Hebburn woman broaches the subject of stillbirth through self-published book covering her own experiences
A woman is to publish a book dealing with the subject of pregnancy and stillbirth, in which she opens up about a number of her own experiences.
Angela Marshall, 37, set about writing the book, entitled ‘Not Just a Statistic’, after she went through three separate miscarriages.
She produced the work in conjunction with the maternity charity, 4Louis, which was set up just over a decade ago to provide bereavement and other support services to North East residents.
A quarter of the proceeds raised through book sales will go towards the Sunderland-based third-sector organisation.
The Hebburn mother-of-two has written plays and poetry as a way of grappling with her experiences before resolving to self-publish the non-fiction work.
“In the end, it mostly wrote itself,” she said.
"Two or three years ago, I wrote two short plays that I was going to enter in a drama festival that was happening at the time. I ended up putting together a pamphlet of poems I’d written along with the plays.
"People told me I should’ve published them at the time, but in truth I was lacking a bit of self belief then.

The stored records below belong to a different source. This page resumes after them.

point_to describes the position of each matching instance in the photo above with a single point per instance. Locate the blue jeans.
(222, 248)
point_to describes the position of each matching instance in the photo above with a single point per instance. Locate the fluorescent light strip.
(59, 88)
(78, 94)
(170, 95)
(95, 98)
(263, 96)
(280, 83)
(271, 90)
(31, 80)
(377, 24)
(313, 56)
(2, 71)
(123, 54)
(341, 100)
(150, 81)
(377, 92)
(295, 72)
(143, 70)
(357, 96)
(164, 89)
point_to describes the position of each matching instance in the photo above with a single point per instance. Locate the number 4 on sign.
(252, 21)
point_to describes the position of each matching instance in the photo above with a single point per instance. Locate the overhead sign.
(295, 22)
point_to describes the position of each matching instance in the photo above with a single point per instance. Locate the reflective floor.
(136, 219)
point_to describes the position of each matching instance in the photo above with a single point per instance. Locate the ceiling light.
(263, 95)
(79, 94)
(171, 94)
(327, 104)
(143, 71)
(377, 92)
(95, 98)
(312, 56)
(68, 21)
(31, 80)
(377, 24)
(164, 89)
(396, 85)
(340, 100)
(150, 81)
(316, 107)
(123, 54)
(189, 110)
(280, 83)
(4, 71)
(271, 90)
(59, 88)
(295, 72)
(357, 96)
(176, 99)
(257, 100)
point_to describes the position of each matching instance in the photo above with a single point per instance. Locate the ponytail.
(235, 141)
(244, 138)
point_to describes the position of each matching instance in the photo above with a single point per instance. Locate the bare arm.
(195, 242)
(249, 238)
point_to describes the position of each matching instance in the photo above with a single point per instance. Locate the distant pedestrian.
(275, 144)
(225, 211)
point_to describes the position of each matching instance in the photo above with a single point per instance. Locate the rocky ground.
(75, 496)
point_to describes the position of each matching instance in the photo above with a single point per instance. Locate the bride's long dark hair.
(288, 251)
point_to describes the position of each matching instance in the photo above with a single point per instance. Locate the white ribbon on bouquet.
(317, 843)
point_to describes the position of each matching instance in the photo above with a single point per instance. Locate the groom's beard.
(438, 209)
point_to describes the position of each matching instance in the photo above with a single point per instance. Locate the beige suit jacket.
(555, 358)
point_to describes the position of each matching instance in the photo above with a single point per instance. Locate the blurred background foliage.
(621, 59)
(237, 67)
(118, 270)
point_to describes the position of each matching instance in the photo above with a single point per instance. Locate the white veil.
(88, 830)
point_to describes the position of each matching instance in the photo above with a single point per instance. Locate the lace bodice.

And then this year, I found a few poetry groups on Facebook and Instagram where I saw a few different people had been self-publishing their writing. So I thought, ‘If they can do it, why can’t I?’”
Ms Marshall’s book will be published during Baby Loss Awareness Week 2021, which runs between Friday, October 9, and Saturday, October 15.
She is also due to read excerpts of the book at an insight event, to be held at Souter, one of a series of planned initiatives taking place across the week.
The first-time author said she hoped to clear up certain lingering misconceptions around the subject, adding: “You get a lot of well-meaning comments - people who say things like, ‘Well, it was only a few months’ - or people who won’t say anything at all about it.
"But it’s an experience a lot of women go through. One in four pregnancies end in a miscarriage, with one in five people going through recurrent losses.
"So, in part, the book was a way of writing to those people to say, ‘Actually, no. This is a big thing. It was a baby – it doesn’t matter how many months it was at.